Edited by Paola Nola and Francesca Virelli

The type of woodland found in the Bosco Siro Negri Nature Reserve is known as an oak-elm forest, based on the tree species that characterise it: the English oak, which is by far the most abundant, and the elm. Although currently represented by smaller specimens, in the past the elm enriched the reserve with majestic trees, which could reach heights of 30–40 metres and diameters of 2–3 metres.
The decline in the elm population within the Reserve is due to the fact that the species is particularly susceptible to Dutch elm disease, a condition caused by a pathogenic fungus (Ophiostoma ulmi, Schwarz), which uses wood-dwelling insects—generally beetles of the genus Scolytus—as vectors.
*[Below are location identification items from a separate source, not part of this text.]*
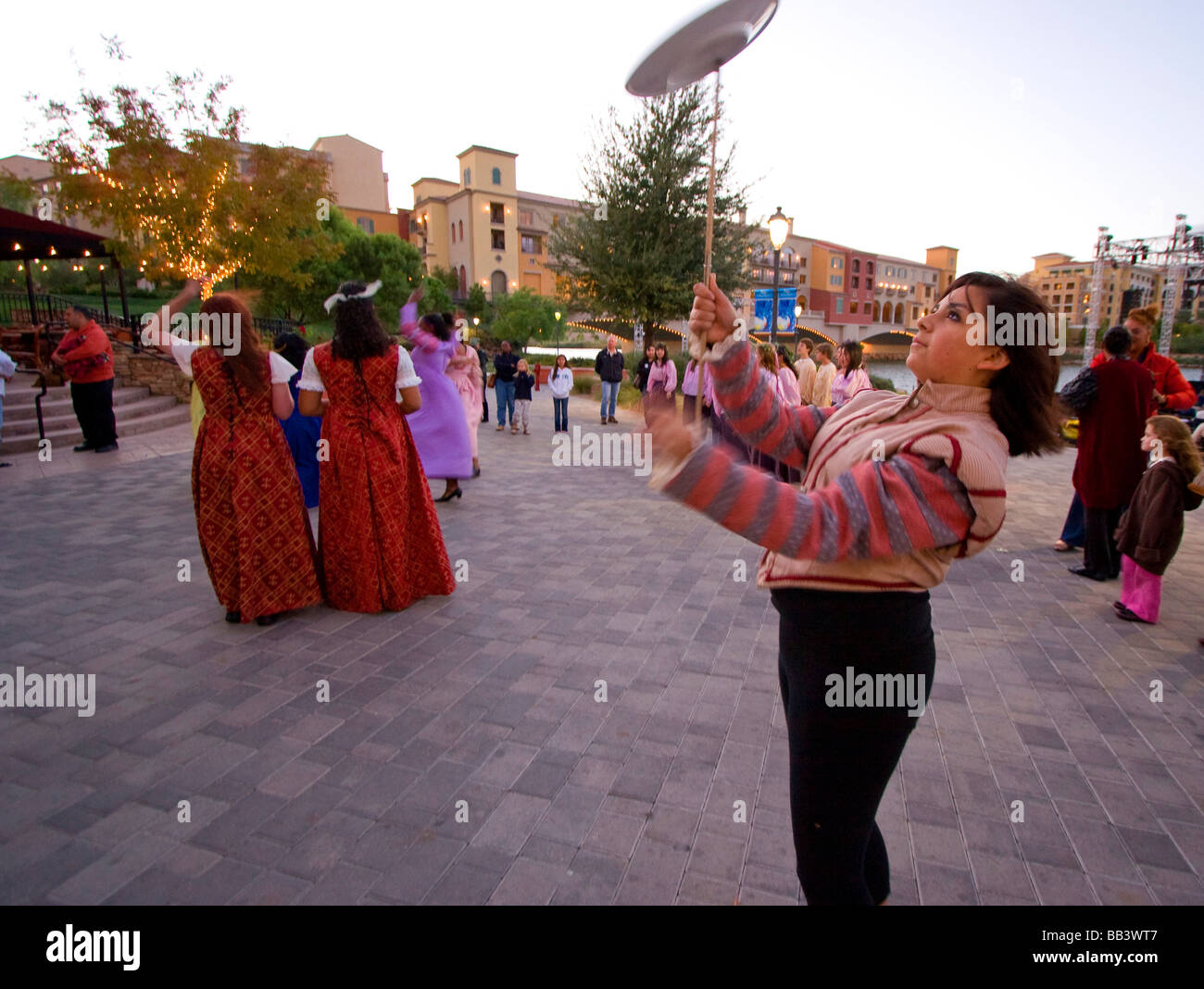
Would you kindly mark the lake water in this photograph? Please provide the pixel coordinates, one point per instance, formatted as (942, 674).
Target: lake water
(904, 381)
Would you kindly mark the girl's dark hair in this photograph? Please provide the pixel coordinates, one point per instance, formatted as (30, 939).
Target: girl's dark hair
(292, 346)
(1147, 317)
(249, 365)
(437, 325)
(357, 331)
(1022, 394)
(1118, 341)
(785, 358)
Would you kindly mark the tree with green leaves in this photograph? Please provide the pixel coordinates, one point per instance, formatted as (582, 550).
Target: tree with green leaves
(636, 249)
(522, 316)
(354, 257)
(476, 305)
(169, 169)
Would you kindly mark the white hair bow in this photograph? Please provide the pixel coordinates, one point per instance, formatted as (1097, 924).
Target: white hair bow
(371, 290)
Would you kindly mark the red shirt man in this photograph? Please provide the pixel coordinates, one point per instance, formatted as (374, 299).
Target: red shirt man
(87, 358)
(1172, 390)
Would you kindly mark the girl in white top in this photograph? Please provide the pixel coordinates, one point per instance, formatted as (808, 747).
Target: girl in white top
(561, 384)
By burrowing tunnels in the wood, these beetles facilitate the spread of the fungus, which exploits the plant’s resources and weakens its immune defences.
The disease, which was already known at the beginning of the last century, saw its first epidemic wave in the 1970s and became even more aggressive in the years that followed, following the introduction of new virulent strains from North America.

The elm has responded to the gravity of the situation by developing a particular survival strategy (known as neoteny), which has led the population to invest in the younger generations, significantly increasing seed and fruit production and bringing forward the reproductive period in younger individuals. This behaviour has spread throughout the entire population, affecting not only plants attacked by the fungus but also healthy specimens. This has resulted in a significant increase in regeneration, thereby raising the likelihood that some disease-resistant individuals would be present among the numerous offspring.
Although many elm trees within the Reserve have died as a result of Dutch elm disease, the mortality has been scattered and relatively homogeneous, without creating large gaps in the forest canopy. For this reason, the high mortality rate among elms observed in the 1980s was not followed by an invasion of exotic species such as black locust. The small gaps created by the death of scattered individual trees were managed autonomously by the forest, with the space left vacant being rapidly colonised by native species.